PATRICK GALE: NOTES FROM AN EXHIBITION (Fourth Estate HB) The new novel from the bestselling Patrick Gale tells the story of artist Rachel Kelly, whose life has been a sacrifice to both her extraordinary art and her debilitating manic depression. When troubled artist Rachel Kelly dies painting obsessively in her attic studio in Penzance, her saintly husband and adult children have more than the usual mess to clear up. She leaves behind an extraordinary and acclaimed body of work -- but she also leaves a legacy of secrets and emotional damage it will take months to unravel.

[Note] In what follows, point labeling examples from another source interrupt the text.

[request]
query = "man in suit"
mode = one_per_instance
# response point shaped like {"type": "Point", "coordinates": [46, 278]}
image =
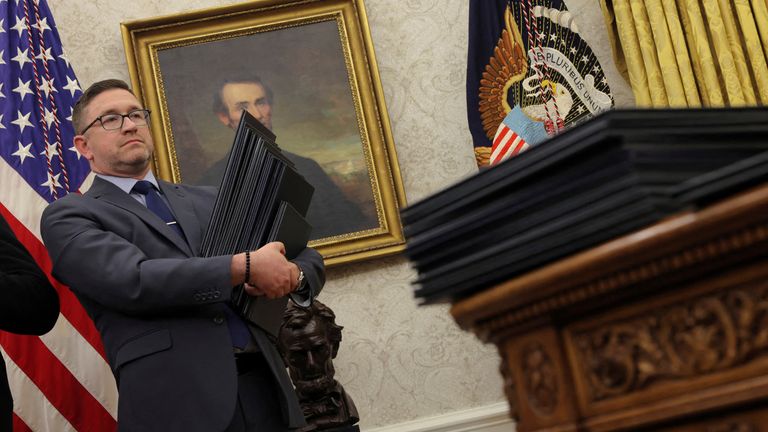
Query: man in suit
{"type": "Point", "coordinates": [330, 212]}
{"type": "Point", "coordinates": [28, 304]}
{"type": "Point", "coordinates": [129, 250]}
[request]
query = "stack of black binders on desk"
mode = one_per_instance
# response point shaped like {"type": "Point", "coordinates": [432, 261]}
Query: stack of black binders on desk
{"type": "Point", "coordinates": [262, 198]}
{"type": "Point", "coordinates": [609, 176]}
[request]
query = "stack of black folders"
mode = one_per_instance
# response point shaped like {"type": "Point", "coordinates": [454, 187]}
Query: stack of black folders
{"type": "Point", "coordinates": [262, 198]}
{"type": "Point", "coordinates": [609, 176]}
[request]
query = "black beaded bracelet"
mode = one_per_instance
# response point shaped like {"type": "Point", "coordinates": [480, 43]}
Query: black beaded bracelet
{"type": "Point", "coordinates": [247, 266]}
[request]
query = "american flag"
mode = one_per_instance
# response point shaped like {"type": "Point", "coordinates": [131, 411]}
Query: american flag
{"type": "Point", "coordinates": [516, 133]}
{"type": "Point", "coordinates": [59, 381]}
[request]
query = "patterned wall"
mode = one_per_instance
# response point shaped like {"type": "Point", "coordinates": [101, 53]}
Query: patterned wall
{"type": "Point", "coordinates": [398, 361]}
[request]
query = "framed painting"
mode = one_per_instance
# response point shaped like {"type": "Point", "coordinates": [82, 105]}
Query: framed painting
{"type": "Point", "coordinates": [306, 70]}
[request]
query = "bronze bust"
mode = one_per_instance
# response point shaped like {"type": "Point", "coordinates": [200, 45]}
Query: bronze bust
{"type": "Point", "coordinates": [309, 340]}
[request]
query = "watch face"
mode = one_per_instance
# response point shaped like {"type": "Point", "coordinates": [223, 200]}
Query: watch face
{"type": "Point", "coordinates": [302, 281]}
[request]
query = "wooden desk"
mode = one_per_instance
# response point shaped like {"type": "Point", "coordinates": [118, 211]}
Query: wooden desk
{"type": "Point", "coordinates": [663, 329]}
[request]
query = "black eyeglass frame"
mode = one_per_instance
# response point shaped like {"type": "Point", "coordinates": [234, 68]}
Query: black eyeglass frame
{"type": "Point", "coordinates": [122, 119]}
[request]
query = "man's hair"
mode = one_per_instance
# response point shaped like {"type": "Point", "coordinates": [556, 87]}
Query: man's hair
{"type": "Point", "coordinates": [218, 103]}
{"type": "Point", "coordinates": [91, 92]}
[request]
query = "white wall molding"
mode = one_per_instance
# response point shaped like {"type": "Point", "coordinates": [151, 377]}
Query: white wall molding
{"type": "Point", "coordinates": [489, 418]}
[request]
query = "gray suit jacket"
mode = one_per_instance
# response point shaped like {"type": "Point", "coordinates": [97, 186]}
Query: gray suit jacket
{"type": "Point", "coordinates": [158, 306]}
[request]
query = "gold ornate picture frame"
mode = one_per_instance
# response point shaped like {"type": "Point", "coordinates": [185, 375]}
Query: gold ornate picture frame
{"type": "Point", "coordinates": [315, 63]}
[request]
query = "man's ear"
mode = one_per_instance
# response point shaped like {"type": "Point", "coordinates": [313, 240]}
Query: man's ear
{"type": "Point", "coordinates": [81, 144]}
{"type": "Point", "coordinates": [223, 118]}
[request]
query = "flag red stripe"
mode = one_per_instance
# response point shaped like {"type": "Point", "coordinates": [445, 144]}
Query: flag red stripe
{"type": "Point", "coordinates": [19, 425]}
{"type": "Point", "coordinates": [507, 145]}
{"type": "Point", "coordinates": [500, 137]}
{"type": "Point", "coordinates": [62, 389]}
{"type": "Point", "coordinates": [70, 307]}
{"type": "Point", "coordinates": [520, 146]}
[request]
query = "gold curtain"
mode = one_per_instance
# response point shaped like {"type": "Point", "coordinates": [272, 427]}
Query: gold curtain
{"type": "Point", "coordinates": [691, 53]}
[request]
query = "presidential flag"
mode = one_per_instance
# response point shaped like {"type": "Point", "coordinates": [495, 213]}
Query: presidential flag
{"type": "Point", "coordinates": [528, 70]}
{"type": "Point", "coordinates": [59, 381]}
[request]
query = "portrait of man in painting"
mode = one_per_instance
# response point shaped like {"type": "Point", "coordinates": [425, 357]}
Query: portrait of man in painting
{"type": "Point", "coordinates": [295, 81]}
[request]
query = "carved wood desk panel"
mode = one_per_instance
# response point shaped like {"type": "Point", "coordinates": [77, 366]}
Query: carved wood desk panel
{"type": "Point", "coordinates": [664, 329]}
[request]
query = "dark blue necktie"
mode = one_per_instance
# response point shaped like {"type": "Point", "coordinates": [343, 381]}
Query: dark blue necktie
{"type": "Point", "coordinates": [156, 204]}
{"type": "Point", "coordinates": [237, 328]}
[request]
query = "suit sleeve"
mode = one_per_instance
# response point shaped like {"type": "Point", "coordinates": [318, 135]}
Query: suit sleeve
{"type": "Point", "coordinates": [108, 269]}
{"type": "Point", "coordinates": [28, 302]}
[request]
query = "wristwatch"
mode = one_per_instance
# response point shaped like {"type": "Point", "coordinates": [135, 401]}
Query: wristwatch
{"type": "Point", "coordinates": [301, 281]}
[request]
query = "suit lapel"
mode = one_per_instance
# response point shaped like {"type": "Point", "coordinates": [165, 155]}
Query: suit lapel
{"type": "Point", "coordinates": [184, 210]}
{"type": "Point", "coordinates": [107, 192]}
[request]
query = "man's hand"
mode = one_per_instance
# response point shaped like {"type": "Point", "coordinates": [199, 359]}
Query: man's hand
{"type": "Point", "coordinates": [271, 274]}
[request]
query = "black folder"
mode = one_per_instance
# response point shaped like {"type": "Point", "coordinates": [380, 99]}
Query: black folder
{"type": "Point", "coordinates": [262, 198]}
{"type": "Point", "coordinates": [613, 174]}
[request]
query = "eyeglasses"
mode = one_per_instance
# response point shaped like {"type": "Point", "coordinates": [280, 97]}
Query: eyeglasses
{"type": "Point", "coordinates": [115, 121]}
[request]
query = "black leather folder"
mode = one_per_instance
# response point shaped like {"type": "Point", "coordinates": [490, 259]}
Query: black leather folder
{"type": "Point", "coordinates": [613, 174]}
{"type": "Point", "coordinates": [262, 198]}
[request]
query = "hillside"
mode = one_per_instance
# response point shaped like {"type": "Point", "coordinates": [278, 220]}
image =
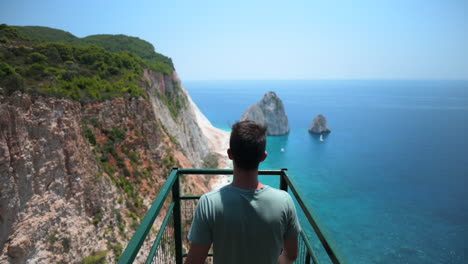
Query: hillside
{"type": "Point", "coordinates": [87, 138]}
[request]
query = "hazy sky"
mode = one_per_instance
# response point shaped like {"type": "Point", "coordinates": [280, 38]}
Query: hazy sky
{"type": "Point", "coordinates": [328, 39]}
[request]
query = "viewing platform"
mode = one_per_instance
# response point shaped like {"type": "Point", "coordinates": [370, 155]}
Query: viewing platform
{"type": "Point", "coordinates": [174, 214]}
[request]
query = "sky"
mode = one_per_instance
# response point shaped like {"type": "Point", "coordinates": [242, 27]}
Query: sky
{"type": "Point", "coordinates": [269, 40]}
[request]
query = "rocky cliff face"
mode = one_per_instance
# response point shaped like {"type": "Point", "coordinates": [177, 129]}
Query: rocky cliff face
{"type": "Point", "coordinates": [75, 179]}
{"type": "Point", "coordinates": [270, 112]}
{"type": "Point", "coordinates": [319, 125]}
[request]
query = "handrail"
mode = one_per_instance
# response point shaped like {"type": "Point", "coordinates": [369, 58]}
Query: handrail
{"type": "Point", "coordinates": [154, 247]}
{"type": "Point", "coordinates": [330, 247]}
{"type": "Point", "coordinates": [139, 237]}
{"type": "Point", "coordinates": [172, 184]}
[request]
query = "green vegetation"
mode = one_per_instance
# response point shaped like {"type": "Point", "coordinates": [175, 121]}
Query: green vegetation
{"type": "Point", "coordinates": [54, 62]}
{"type": "Point", "coordinates": [174, 99]}
{"type": "Point", "coordinates": [95, 258]}
{"type": "Point", "coordinates": [66, 244]}
{"type": "Point", "coordinates": [51, 238]}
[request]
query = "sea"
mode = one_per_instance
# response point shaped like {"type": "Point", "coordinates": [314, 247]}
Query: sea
{"type": "Point", "coordinates": [390, 182]}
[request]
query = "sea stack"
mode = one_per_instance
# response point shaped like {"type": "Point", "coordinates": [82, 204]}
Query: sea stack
{"type": "Point", "coordinates": [319, 125]}
{"type": "Point", "coordinates": [270, 112]}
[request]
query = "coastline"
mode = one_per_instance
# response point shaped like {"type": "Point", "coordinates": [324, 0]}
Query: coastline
{"type": "Point", "coordinates": [218, 142]}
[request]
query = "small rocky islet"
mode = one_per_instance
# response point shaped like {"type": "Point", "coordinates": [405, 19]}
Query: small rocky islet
{"type": "Point", "coordinates": [270, 112]}
{"type": "Point", "coordinates": [319, 125]}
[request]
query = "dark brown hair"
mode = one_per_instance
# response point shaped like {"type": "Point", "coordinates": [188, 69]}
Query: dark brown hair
{"type": "Point", "coordinates": [247, 144]}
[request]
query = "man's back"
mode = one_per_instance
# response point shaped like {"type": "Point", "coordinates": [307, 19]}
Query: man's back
{"type": "Point", "coordinates": [245, 226]}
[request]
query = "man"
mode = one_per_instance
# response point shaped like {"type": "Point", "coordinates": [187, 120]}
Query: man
{"type": "Point", "coordinates": [246, 221]}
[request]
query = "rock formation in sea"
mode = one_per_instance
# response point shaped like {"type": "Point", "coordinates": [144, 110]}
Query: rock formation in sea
{"type": "Point", "coordinates": [319, 125]}
{"type": "Point", "coordinates": [270, 112]}
{"type": "Point", "coordinates": [77, 177]}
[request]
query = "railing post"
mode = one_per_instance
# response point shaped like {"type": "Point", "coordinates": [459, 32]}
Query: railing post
{"type": "Point", "coordinates": [308, 258]}
{"type": "Point", "coordinates": [177, 219]}
{"type": "Point", "coordinates": [283, 183]}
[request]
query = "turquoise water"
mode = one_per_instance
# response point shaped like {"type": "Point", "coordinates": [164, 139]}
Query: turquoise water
{"type": "Point", "coordinates": [390, 181]}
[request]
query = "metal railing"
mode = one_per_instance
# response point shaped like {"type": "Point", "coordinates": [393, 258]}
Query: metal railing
{"type": "Point", "coordinates": [169, 243]}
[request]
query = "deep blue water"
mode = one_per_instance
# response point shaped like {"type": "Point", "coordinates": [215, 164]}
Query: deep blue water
{"type": "Point", "coordinates": [390, 182]}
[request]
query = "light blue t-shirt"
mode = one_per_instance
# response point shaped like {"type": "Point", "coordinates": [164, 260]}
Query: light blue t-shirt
{"type": "Point", "coordinates": [245, 226]}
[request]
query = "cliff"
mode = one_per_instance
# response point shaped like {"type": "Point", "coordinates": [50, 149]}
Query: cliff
{"type": "Point", "coordinates": [77, 174]}
{"type": "Point", "coordinates": [270, 112]}
{"type": "Point", "coordinates": [319, 125]}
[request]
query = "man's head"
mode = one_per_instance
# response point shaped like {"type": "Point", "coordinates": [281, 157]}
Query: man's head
{"type": "Point", "coordinates": [247, 144]}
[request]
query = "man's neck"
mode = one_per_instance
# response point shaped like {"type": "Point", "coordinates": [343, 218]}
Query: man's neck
{"type": "Point", "coordinates": [246, 179]}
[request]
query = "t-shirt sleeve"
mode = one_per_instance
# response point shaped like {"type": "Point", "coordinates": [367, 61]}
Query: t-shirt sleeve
{"type": "Point", "coordinates": [293, 227]}
{"type": "Point", "coordinates": [201, 231]}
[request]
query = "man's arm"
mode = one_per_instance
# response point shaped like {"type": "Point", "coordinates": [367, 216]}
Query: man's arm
{"type": "Point", "coordinates": [289, 253]}
{"type": "Point", "coordinates": [197, 254]}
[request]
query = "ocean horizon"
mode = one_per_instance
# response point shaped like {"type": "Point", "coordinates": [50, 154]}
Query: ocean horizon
{"type": "Point", "coordinates": [389, 181]}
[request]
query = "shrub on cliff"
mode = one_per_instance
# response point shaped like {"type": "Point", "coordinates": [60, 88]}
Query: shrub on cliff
{"type": "Point", "coordinates": [93, 68]}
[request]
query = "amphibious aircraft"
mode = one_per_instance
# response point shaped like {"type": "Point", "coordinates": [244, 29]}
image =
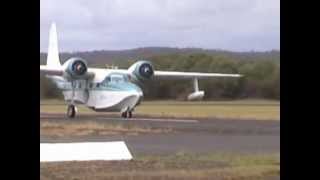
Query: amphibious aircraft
{"type": "Point", "coordinates": [108, 90]}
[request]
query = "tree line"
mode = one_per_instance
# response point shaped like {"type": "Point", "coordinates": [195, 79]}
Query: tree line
{"type": "Point", "coordinates": [261, 77]}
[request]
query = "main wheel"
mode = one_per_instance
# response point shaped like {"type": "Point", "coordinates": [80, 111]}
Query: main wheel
{"type": "Point", "coordinates": [124, 114]}
{"type": "Point", "coordinates": [130, 114]}
{"type": "Point", "coordinates": [71, 112]}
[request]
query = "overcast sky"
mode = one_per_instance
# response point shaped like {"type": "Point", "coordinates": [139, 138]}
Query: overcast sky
{"type": "Point", "coordinates": [238, 25]}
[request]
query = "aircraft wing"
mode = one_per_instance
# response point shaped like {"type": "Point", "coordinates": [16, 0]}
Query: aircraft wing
{"type": "Point", "coordinates": [51, 71]}
{"type": "Point", "coordinates": [190, 75]}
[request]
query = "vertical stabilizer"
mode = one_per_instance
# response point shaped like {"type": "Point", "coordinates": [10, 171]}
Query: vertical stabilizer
{"type": "Point", "coordinates": [53, 60]}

A wondrous, monstrous creature, she exerts a power that outlives her. To her children she is both curse and blessing, though they all in one way or another reap her whirlwind, inheriting her waywardness, her power of loving -- and her demons! Only their father's Quaker gifts of stillness and resilience give them any chance of withstanding her destructive influence and the suspicion that they came a poor second to the creation of her art. The reader becomes a detective, piecing together the clues of a life -- as artist, lover, mother, wife and patient -- which takes them from contemporary Penzance to 1960s Toronto to St Ives in the 1970s. What emerges is a story of enduring love, and of a family which weathers tragedy, mental illness and the intolerable strain of living with genius. Patrick Gale's latest novel shines with intelligence, humour and tenderness. Strange but enjoyable - not the first time chapters have been prefaced with descriptions of works of art, but enjoyable all the same.

LAURIE GRAHAM: THE IMPORTANCE OF BEING KENNEDY (Fourth Estate PB) A brilliant new novel by Laurie Graham set in wartime London, which follows Kick Kennedy, sister of future US President JFK, as she takes London society by storm. Nora Brennan is a country girl from Westmeath. When she lands herself a position as nursery maid to a family in Brookline, Massachusetts, she little thinks it will place her at the heart of American history. But it's the Kennedy family. In 1917 Joseph Kennedy is on his way to his first million and he has plans to found a dynasty and ensure that his baby son, Joe Junior, will be the first Catholic President of the United States. As nursemaid to all nine Kennedy children, Nora witnesses every moment, public and private. She sees the boys coached at their father's knee to believe everything they'll ever want in life can be bought. She sees the girls trained by their mother to be good Catholic wives. World War II changes everything. At the outbreak of war the Kennedys are living the high life in London, where Joseph Kennedy is the American ambassador. His reaction is to send the entire household back across the Atlantic to safety, but Nora, surprised by midlife love, chooses to stay in England and do her bit. Separated from her Kennedys by an ocean she nevertheless remains the warm, approachable sun around which the older children orbit: Joe, Jack, Rosemary, and in particular Kick, who throws the first spanner in the Kennedy works by marrying an English Protestant. Laurie Graham's poignant new novel views the Kennedys from below stairs, with the humour and candour that only an ex-nursemaid dare employ. Based on fact? I'd say not, but it's hugely entertaining, and puts the Kennedys firmly into perspective.